An Introduction to Protein Structure with WHAT IF

Structure prediction works---and doesn’t work

Structure determination is difficult; sequencing is not. When we wish to investigate a gene product, knowing its structure can give us clues about its function. More importantly this knowledge can help us to make an intelligent choices of the next experiment to perform to characterise the molecule. Site-directed mutagenesis, for example, can be a powerful experiemental technique for probing protein function, but it saves time and effort if we can make a rational choice of which residues to mutate. Computational protein structure prediction can inform such choices.

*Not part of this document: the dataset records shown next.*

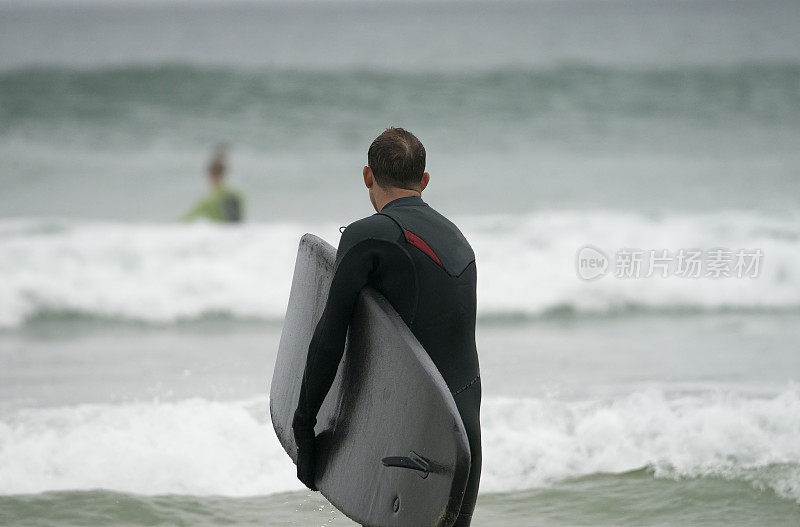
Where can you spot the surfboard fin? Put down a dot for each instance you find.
(413, 462)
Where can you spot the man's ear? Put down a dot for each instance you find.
(369, 180)
(424, 182)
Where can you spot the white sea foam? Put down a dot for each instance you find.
(163, 273)
(201, 447)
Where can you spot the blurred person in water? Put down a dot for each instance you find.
(223, 204)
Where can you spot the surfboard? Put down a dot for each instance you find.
(392, 449)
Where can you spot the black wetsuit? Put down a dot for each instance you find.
(424, 266)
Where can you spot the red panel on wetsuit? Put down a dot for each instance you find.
(420, 244)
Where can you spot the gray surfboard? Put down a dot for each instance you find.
(392, 450)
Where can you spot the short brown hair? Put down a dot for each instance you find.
(397, 159)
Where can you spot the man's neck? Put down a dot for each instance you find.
(385, 196)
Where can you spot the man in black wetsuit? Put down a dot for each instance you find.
(425, 268)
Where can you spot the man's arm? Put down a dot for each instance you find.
(360, 252)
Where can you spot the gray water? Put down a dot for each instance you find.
(136, 353)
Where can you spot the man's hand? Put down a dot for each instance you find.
(306, 453)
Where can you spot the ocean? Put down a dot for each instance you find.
(136, 351)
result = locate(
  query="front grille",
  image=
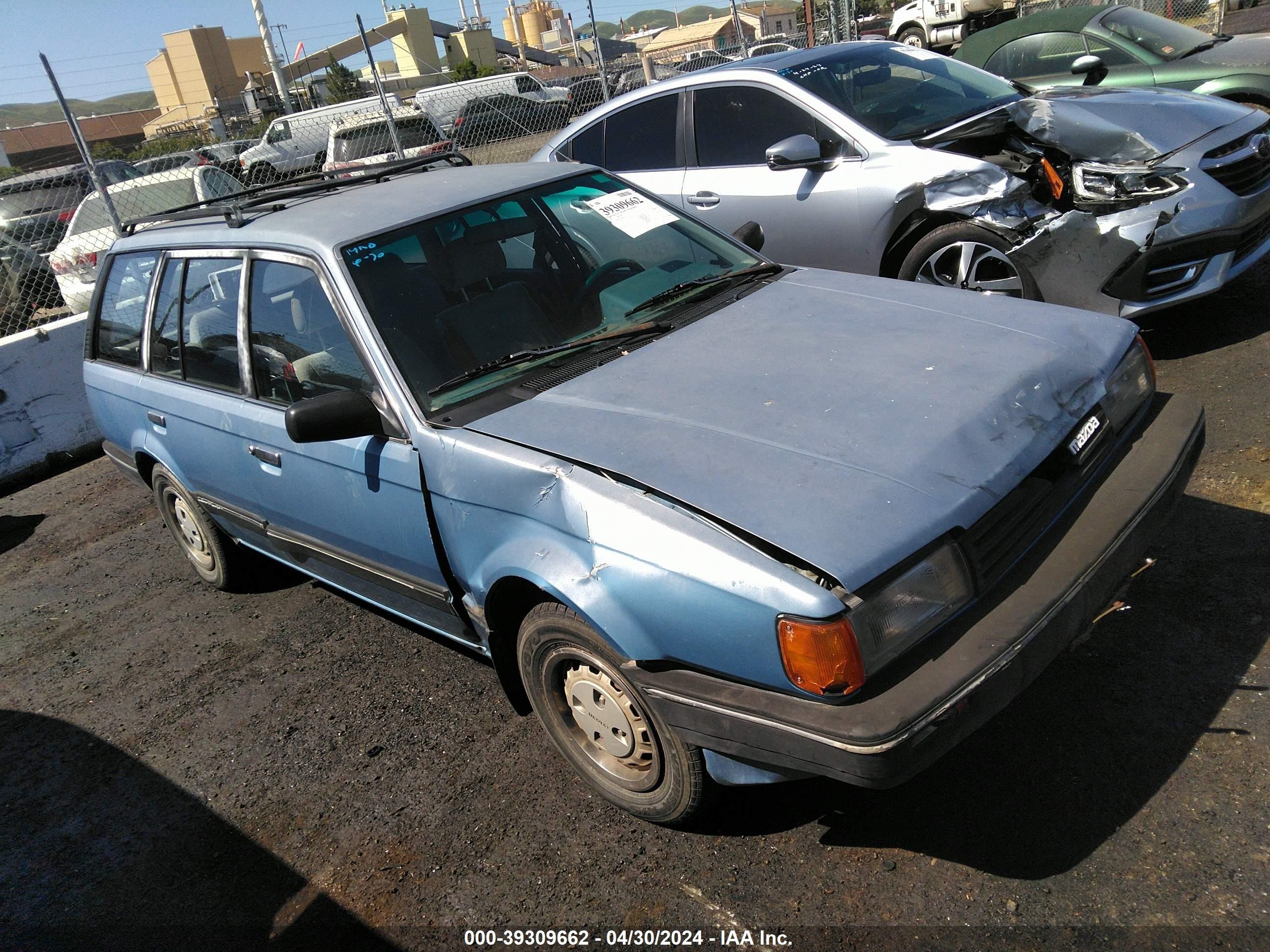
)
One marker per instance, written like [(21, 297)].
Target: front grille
[(1253, 238), (1009, 530), (1245, 175), (581, 365), (1235, 145)]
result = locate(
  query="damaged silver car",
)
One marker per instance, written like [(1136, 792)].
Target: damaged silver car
[(883, 159)]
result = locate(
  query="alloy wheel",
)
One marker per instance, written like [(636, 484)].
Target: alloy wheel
[(972, 266)]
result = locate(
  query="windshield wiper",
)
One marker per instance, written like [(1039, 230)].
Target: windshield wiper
[(1207, 45), (522, 356), (685, 287)]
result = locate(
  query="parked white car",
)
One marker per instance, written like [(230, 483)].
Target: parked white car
[(294, 144), (442, 103), (366, 140), (91, 233)]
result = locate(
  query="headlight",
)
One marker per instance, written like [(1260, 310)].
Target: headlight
[(1129, 386), (1094, 182), (833, 657), (912, 606)]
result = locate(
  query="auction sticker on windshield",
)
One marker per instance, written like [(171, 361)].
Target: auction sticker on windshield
[(630, 213)]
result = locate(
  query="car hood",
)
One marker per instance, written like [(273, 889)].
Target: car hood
[(1121, 125), (848, 421), (1245, 50)]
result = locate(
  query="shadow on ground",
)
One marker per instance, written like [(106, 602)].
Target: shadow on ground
[(98, 851), (1085, 748), (16, 530)]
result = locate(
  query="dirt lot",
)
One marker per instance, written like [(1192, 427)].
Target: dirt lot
[(182, 768)]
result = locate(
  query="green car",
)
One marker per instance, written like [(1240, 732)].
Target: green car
[(1137, 48)]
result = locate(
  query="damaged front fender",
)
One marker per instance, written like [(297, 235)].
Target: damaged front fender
[(653, 579)]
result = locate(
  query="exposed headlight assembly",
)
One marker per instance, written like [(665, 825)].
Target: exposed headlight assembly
[(835, 657), (1095, 182), (1131, 385)]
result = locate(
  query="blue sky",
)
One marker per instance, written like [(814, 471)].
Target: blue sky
[(99, 48)]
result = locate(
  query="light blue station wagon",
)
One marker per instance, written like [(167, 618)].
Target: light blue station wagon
[(713, 520)]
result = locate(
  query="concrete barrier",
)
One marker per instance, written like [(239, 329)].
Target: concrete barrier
[(45, 419)]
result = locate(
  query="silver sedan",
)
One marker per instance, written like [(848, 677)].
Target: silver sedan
[(883, 159)]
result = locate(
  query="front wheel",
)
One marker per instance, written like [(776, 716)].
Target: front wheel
[(209, 550), (602, 724), (913, 36), (971, 258)]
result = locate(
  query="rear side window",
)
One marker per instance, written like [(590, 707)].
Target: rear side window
[(588, 146), (642, 139), (166, 335), (123, 308), (299, 347), (209, 322), (737, 125)]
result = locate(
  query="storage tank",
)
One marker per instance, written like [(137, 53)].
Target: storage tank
[(533, 23)]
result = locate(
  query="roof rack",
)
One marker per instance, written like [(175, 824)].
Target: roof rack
[(314, 183)]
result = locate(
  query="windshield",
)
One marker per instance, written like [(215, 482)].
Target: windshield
[(374, 139), (900, 92), (139, 201), (549, 267), (1155, 35)]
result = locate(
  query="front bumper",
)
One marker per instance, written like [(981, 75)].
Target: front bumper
[(960, 678)]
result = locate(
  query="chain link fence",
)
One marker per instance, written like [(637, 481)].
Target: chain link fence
[(1206, 16), (56, 224)]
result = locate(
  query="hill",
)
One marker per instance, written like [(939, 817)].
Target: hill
[(29, 113)]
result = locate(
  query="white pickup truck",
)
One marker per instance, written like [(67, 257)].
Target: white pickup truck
[(941, 24)]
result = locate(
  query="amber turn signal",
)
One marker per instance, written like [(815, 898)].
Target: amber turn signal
[(1053, 178), (821, 657)]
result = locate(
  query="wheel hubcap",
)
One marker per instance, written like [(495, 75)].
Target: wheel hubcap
[(972, 267), (608, 725), (188, 533)]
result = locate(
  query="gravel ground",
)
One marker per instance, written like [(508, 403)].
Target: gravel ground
[(182, 768)]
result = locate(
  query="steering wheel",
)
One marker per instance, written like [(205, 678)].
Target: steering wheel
[(589, 286)]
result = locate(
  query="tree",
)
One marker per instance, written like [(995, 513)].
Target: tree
[(342, 83)]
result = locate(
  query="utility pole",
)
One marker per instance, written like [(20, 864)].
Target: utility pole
[(271, 56), (281, 27), (83, 146), (600, 54), (379, 88), (741, 37)]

Protein structure prediction is a relatively young area of bioinformatics research, but a fast-growing one. Bioinformaticians have already built modelling and prediction tools that nave users can apply to produce approximate models of the three-dimensional structures of protein gene products, from the newly acquired nucleotide sequence of those genes. Generating such models by bioinformatic means is, of course, a great deal easier and less expensive than cloning, expressing and crystallizing proteins to determine their structures.


Such tools should not be trusted. When you do any kind of structure prediction for yourself your results will not just be wrong; if you use a so-called knowledge-based method, the data on which the predictions are based will already be wrong. The most successful protein structure prediction technique, comparative modelling, is, at its best, only as good as the quality of the structure(s) used as a template to build the model. It is important to remember that experimentally determined biomolecular structures are themselves models, albeit ones constrained by vast numbers of real world data.


Many of the best, knowledge-based bioinformatic methods depend not only on whether or not your uncharacterized query protein has an easily identified homologue, but on the number of members of its family of homologues already available. Unless a very poor method is chosen the quantity and quality of the existing template data are often more important than the modelling program used.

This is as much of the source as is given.